昨日の夜がいつも通りの夜でなかったことが嫌で、自分にいつも通りの朝が来たことが恨めしくて、もう何も考えたくなかった。
涙が流れる。
目が腫れていた。
「いい加減起きなさーい?」
下から母の呼ぶ声がした。
“昨日の悲しみは誰に分かって貰えるのだろう。誰が信じてくれるのだろう。”
母の声を聞いたときふと頭に浮かんだ。
昨日の出来事を誰かに信じてもらうのは無理なことだろうと、頭を振る。
重たい体を起こした。
「今…降りる…。」
やっとの思いでそう答えると下に降りた。
「目が腫れてるけど、大丈夫?」
いつもと様子の違う息子に心配そうに母が話しかけた。
「大丈夫!学校、遅れるからもう行くね。」
笑顔の仮面を顔に張り付けて、黒は何か母が言いかけていたような気がしたが聞こえなかったふりをして家を出た。
朝、黒はみんなには会わなかった。
だからだろうか、同じクラスの白と青は心配そうに黒を見つめ、また、悲しげに菜次の席を見つめていた。
黒もまた同じように菜次の席を見つめ昨日の出来事を脳裏に蘇らせていた。
何もできない自分。
菜次と美雪の姿。
“くそっ。なんなんだよ。こんなことって…こんなことって…あるのかよ…。”
歯を食い縛る。
友人の死は12才の少年少女が背負うには重すぎるものだった。
“どうして僕たちなんだ。”
そうやって見えない何かをみんなは何度も罵った。
朝のホームルーム、空席を見つめ、担任の先生が思い詰めた表情で話し始めた。
「みなさんにとても悲しいお知らせがあります。私たちのクラスメイトの茶野菜次くんが行方不明になりました。昨日の夜から連絡がとれていないそうです。みなさん、茶野くんの姿を見た人はすぐに連絡をください。また、みなさんも十分注意して…。
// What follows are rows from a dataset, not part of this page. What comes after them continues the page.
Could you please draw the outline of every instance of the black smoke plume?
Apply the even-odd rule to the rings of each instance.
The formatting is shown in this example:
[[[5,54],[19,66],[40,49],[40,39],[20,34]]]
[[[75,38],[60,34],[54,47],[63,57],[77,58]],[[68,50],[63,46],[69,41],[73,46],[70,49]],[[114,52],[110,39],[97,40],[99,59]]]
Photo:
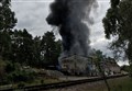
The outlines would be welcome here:
[[[90,12],[96,0],[55,0],[46,21],[58,26],[63,39],[63,57],[69,55],[88,56]]]

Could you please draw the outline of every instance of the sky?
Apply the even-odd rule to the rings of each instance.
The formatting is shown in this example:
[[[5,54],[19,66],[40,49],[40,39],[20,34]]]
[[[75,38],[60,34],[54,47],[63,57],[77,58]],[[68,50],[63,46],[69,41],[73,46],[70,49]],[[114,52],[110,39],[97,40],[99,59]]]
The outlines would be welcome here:
[[[45,21],[50,13],[50,4],[54,0],[12,0],[11,8],[15,12],[18,24],[14,29],[26,29],[33,36],[42,36],[45,32],[52,31],[53,27]],[[98,8],[96,13],[91,14],[95,24],[90,26],[90,46],[100,49],[108,56],[113,56],[108,49],[111,41],[105,38],[102,19],[107,10],[110,8],[110,0],[97,0]],[[57,38],[61,38],[58,33],[55,33]],[[125,61],[120,62],[128,64]]]

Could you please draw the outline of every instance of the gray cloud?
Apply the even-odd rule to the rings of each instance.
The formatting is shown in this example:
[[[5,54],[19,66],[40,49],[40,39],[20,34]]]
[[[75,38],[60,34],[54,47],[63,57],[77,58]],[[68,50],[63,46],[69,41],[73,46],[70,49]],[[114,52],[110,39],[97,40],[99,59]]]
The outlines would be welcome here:
[[[35,35],[43,35],[52,27],[46,23],[45,18],[50,13],[48,5],[53,0],[12,0],[12,10],[18,18],[18,25],[15,29],[28,29],[28,31]],[[101,49],[105,54],[110,55],[107,49],[109,41],[105,39],[102,18],[109,8],[109,0],[98,0],[99,8],[96,14],[92,14],[95,24],[91,26],[91,47]],[[57,37],[59,37],[57,35]],[[103,41],[102,41],[103,39]]]

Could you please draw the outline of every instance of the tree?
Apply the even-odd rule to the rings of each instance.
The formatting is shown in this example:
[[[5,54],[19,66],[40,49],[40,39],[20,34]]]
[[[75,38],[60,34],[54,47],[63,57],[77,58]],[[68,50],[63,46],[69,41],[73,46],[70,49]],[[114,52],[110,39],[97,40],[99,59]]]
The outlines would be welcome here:
[[[0,31],[8,31],[15,26],[16,19],[10,3],[11,0],[0,0]]]
[[[15,26],[16,19],[11,11],[11,0],[0,0],[0,56],[10,48],[10,31]]]
[[[111,8],[103,19],[106,37],[114,37],[110,48],[117,57],[122,53],[132,64],[132,0],[111,0]]]

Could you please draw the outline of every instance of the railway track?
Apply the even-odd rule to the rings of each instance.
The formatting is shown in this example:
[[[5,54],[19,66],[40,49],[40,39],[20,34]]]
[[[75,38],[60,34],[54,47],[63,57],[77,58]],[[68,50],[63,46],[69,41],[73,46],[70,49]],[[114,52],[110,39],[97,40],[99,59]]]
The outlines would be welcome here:
[[[114,76],[107,77],[107,79],[120,78],[120,77],[125,77],[125,76],[128,76],[128,75],[114,75]],[[74,80],[74,81],[66,81],[66,82],[24,87],[24,88],[20,88],[20,89],[6,89],[6,90],[1,90],[1,91],[41,91],[41,90],[66,88],[66,87],[70,87],[70,86],[76,86],[76,84],[81,84],[81,83],[87,83],[87,82],[96,82],[96,81],[101,81],[101,80],[103,80],[103,78],[96,77],[96,78],[88,78],[88,79],[82,79],[82,80]]]

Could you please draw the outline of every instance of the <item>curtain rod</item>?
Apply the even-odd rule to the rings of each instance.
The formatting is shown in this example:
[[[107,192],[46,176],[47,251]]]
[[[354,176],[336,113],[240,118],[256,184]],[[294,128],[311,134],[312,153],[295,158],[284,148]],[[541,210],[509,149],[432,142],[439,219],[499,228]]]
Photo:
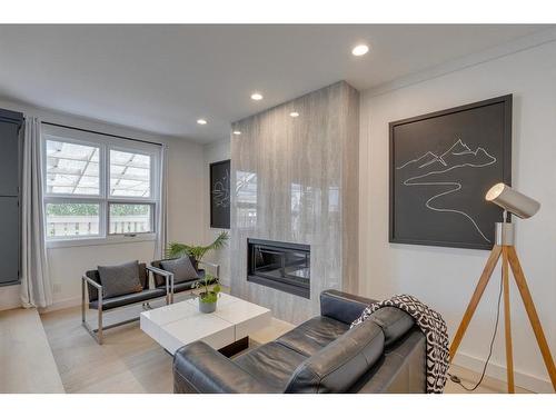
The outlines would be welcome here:
[[[118,138],[118,139],[125,139],[125,140],[133,140],[136,142],[142,142],[142,143],[149,143],[149,145],[158,145],[159,147],[162,146],[162,143],[159,143],[159,142],[151,142],[151,141],[148,141],[148,140],[135,139],[135,138],[129,138],[127,136],[120,136],[120,135],[105,133],[105,132],[97,131],[97,130],[81,129],[81,128],[76,128],[73,126],[68,126],[68,125],[52,123],[50,121],[42,121],[41,123],[42,125],[48,125],[48,126],[56,126],[57,128],[66,128],[66,129],[79,130],[79,131],[83,131],[83,132],[87,132],[87,133],[96,133],[96,135],[109,136],[111,138]]]

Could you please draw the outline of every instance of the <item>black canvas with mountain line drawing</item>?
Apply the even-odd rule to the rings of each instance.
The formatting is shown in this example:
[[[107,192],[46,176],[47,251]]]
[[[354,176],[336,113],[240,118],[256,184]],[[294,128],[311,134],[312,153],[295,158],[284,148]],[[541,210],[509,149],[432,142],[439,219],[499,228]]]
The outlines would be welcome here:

」
「菜次は行方不明なんかじゃないっ…!」
先生の話に割って入る叫び声がした。
「黒浜くん、まだ先生が話して…。」
黒だった。
「あいつは行方不明なんかじゃないっ…!あいつがっ…!」
再び黒が叫んだ。
黒の目の前に菜次が鬼に刺されて倒れていく姿が浮かぶ。
菜次のもとへ駆け寄ると菜次が笑顔で話しかけてくる。
「死にたくなかったな。どうして僕を助けてくれなかったの?」
菜次の表情が変わり、醜い声で黒を罵った。
「うわあああああああぁぁぁぁっ!」
黒は思わず立ち上がりそして頭を抱える。
菜次の醜く歪んだ表情が頭から離れない。
「う…そだ…。」
黒の視界が歪む。
「黒っ…!」
白と青が駆け寄ってくる姿を見たのを最後に黒は気を失った。